The day of the Jackal

A poca distanza dal rilascio del finale di stagione, possiamo ampiamente parlare di The Day Of The Jackal, la nuova serie tv britannica scritta da Ronan Bennett e diretta da Brian Kirk, Paul Wilmshurst, Anu Menon e Anthony Philipson. La serie disponibile su Sky e Now Tv vede come protagonisti Eddie Redmayne, Lashana Lynch e Úrsula Corberó.

Un passo indietro: come nasce The Day of The Jackal

Per molti il personaggio dello Sciacallo non è affatto nuovo. La storia è tratta dall’omonimo romanzo (1962) di Frederick Forsyth, edito Mondadori, che racconta di un assassino professionista assoldato per uccidere il Presidente francese Charles De Gaulle. Visto il reale successo del libro, seguì una trasposizione cinematografica intitolata “Il giorno dello Sciacallo” e diretta da Fred Zinnermann (1973). In questo caso il protagonista era Edward Fox e il film è tutt’ora considerato un capolavoro del genere spionistico.
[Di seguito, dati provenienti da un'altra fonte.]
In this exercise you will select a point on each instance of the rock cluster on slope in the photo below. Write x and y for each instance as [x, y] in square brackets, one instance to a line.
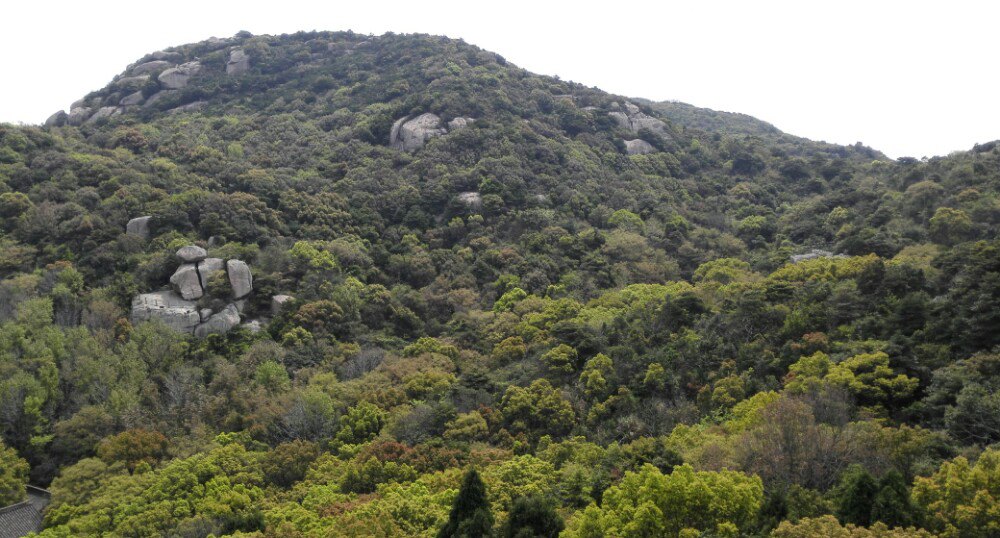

Successivamente ci fu un secondo film, nel 1997, intitolato The Jackal e diretto da Michael Caton-Jones, dove i protagonisti erano Bruce Willis, Richard Gere e Sidney Poitier. Non ebbe lo stesso successo del primo, anche perché era un adattamento che si discostava molto dal romanzo.

La trama

Stavolta il volto dello sciacallo è quello di Eddie Redmayne, che interpreta un insospettabile assassino, capace di assumere qualunque identità e che è un infallibile cecchino. Il suo compito è quello di eliminare il magnate visionario UDC, che ha intenzione di rilasciare un nuovo software in grado di mettere in ginocchio i più ricchi. Il nuovo programma è in grado di rendere trasparente ogni transazione finanziaria. Lo sciacallo, che è appena uscito da un altro colpo andato a buon segno, viene contattato per rendere impossibile il rilascio di River.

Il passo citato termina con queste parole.